> Units of Output Depreciation

The units of output depreciation method determines depreciation expense based on the usage of an asset within a specified period. The estimated useful life of an asset is then expressed in relationship to the asset’s estimated productive capacity, which is based on the total number of units you expect the asset to produce during its lifetime. The units of output method is also frequently referred to as the productive output method, the units of production method, or the units of activity method. Units of output depreciation is commonly used when asset usage varies dramatically from period to period.

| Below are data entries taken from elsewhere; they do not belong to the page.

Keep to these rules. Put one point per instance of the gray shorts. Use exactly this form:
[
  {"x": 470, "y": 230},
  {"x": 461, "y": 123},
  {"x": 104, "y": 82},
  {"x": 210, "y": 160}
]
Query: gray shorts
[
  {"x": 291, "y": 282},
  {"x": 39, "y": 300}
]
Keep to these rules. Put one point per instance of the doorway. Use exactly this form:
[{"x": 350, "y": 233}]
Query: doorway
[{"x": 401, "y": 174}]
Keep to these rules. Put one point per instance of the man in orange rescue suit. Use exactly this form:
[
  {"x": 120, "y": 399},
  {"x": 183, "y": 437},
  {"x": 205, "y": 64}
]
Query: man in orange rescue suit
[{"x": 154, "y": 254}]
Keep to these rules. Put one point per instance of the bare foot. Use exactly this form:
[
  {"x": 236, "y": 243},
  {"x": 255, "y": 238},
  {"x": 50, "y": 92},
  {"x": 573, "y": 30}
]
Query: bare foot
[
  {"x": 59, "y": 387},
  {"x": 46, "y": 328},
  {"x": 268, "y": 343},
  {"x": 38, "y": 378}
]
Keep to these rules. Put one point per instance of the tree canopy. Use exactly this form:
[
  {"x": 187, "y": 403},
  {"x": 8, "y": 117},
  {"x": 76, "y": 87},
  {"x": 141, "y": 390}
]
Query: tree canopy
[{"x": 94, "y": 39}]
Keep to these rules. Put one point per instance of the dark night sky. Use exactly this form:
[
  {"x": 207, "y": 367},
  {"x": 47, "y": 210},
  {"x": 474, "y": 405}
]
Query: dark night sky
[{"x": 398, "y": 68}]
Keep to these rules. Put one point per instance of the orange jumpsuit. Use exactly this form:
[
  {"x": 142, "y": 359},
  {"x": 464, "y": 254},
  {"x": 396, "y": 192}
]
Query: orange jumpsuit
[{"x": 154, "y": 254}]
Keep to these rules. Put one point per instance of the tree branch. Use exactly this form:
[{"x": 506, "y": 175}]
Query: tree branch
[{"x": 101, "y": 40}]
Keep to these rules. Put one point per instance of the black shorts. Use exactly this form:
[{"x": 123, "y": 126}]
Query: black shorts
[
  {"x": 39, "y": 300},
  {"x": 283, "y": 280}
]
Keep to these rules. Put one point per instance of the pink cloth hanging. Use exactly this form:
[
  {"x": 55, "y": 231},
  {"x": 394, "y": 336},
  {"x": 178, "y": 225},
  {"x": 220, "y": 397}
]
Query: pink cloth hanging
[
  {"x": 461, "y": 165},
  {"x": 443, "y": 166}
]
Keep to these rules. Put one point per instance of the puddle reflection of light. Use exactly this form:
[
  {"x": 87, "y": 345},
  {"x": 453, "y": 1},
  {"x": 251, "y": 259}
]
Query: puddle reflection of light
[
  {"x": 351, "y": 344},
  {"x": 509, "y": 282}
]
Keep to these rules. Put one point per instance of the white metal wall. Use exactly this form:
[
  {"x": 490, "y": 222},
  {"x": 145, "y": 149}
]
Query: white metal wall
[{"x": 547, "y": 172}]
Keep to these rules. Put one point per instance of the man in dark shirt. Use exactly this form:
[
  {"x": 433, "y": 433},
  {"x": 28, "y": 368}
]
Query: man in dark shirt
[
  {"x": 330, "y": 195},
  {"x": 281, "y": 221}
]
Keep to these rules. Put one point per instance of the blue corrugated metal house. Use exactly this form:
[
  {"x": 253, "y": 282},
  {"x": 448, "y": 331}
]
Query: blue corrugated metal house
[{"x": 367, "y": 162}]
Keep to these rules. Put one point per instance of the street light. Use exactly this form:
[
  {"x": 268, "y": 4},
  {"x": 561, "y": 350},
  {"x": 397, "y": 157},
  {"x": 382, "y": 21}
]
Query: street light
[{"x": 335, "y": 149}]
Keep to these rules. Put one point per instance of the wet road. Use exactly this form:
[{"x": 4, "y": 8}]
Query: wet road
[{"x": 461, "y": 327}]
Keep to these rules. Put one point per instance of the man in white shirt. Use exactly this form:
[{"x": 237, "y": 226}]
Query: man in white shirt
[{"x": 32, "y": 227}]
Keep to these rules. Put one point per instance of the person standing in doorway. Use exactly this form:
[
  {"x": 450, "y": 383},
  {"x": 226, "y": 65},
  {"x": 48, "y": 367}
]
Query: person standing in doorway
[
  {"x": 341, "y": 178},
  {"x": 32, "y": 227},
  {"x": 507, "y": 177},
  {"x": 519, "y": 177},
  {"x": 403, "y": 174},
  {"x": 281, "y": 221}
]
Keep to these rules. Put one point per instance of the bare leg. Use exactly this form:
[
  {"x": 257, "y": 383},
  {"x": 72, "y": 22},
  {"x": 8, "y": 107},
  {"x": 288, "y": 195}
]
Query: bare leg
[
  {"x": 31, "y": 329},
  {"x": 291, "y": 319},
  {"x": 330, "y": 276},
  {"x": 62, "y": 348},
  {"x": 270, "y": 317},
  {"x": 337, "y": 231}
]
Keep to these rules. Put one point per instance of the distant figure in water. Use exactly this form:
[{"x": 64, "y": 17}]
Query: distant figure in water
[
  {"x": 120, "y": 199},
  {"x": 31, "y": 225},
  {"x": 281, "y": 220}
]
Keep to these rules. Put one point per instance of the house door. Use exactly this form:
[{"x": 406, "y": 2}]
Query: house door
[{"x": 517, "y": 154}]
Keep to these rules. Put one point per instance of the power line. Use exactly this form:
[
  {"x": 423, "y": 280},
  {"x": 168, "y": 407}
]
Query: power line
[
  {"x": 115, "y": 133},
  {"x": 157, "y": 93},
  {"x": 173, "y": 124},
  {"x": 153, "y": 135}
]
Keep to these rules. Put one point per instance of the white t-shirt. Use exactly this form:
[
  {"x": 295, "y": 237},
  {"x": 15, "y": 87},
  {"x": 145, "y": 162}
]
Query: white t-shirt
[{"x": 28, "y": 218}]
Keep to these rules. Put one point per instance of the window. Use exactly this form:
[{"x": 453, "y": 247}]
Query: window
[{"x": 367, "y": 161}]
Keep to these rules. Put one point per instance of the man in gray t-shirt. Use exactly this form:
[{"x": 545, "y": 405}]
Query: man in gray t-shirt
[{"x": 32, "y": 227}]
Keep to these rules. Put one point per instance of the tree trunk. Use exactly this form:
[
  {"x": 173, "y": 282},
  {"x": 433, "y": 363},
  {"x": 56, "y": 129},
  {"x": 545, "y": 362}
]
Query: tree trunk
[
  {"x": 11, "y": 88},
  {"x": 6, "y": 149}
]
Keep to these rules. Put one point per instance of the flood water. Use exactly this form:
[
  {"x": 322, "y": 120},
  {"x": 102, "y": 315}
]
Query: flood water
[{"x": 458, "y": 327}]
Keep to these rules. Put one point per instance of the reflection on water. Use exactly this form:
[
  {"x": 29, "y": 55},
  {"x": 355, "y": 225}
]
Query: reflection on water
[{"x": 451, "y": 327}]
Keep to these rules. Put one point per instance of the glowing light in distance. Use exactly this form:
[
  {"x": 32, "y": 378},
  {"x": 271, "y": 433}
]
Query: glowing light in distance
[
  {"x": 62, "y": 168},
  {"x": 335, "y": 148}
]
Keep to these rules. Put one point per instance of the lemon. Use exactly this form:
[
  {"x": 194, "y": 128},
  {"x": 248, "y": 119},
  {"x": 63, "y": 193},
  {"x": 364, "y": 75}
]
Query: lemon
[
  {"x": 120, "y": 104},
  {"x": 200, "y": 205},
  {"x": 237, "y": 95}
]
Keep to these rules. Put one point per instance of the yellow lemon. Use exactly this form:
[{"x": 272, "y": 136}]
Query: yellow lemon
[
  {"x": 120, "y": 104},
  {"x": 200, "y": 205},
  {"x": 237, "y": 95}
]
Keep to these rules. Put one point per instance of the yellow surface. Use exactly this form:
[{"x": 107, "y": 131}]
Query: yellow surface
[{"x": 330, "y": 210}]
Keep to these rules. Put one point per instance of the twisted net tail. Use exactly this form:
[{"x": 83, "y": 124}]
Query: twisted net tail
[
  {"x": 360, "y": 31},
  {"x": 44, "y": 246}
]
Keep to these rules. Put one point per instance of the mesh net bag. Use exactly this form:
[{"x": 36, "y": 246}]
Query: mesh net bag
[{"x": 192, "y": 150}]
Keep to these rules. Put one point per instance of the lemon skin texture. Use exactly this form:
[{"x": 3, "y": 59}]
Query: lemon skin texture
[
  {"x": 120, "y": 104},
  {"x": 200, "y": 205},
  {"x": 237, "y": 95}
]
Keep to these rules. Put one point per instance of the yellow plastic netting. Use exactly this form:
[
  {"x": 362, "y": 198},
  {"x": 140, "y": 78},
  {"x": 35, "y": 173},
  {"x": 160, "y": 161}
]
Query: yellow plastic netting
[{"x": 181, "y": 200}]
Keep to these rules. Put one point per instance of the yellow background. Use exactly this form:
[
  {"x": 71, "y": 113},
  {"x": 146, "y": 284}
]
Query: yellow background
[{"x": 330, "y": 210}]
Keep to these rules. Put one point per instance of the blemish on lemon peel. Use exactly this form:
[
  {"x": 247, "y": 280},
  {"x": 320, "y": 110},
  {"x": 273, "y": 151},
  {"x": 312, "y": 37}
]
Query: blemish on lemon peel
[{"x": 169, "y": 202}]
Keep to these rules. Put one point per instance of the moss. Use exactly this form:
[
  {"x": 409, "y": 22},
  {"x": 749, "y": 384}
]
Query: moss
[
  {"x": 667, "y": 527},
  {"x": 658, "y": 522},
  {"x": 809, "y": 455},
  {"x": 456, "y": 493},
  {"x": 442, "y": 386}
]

Datastream 7i calculates units of output depreciation by calculating a depreciation cost per unit, which it then uses to calculate the units of output depreciation expense for the period. Datastream 7i calculates the depreciation cost per unit based on the following formula:

(Original value – Residual value) / Estimated lifetime output = Depreciation expense per unit

Datastream 7i then calculates the units of output period depreciation expense based on the following formula:

Depreciation expense per unit x The number of units produced = Units of output depreciation expense

When you enter depreciation data for units of output, select Units of output as the Depreciation method, and then enter values for Original value, Estimated useful life, the unit of measure, and Residual value. You must enter the Est. lifetime output for the asset. Click Enter units of output, and then enter the Units of output for each period.

If you enter a number of units for an asset that would result in dropping the value of the asset below its Residual value, Datastream 7i stores the units of output entered but only calculates depreciation up to the Residual value.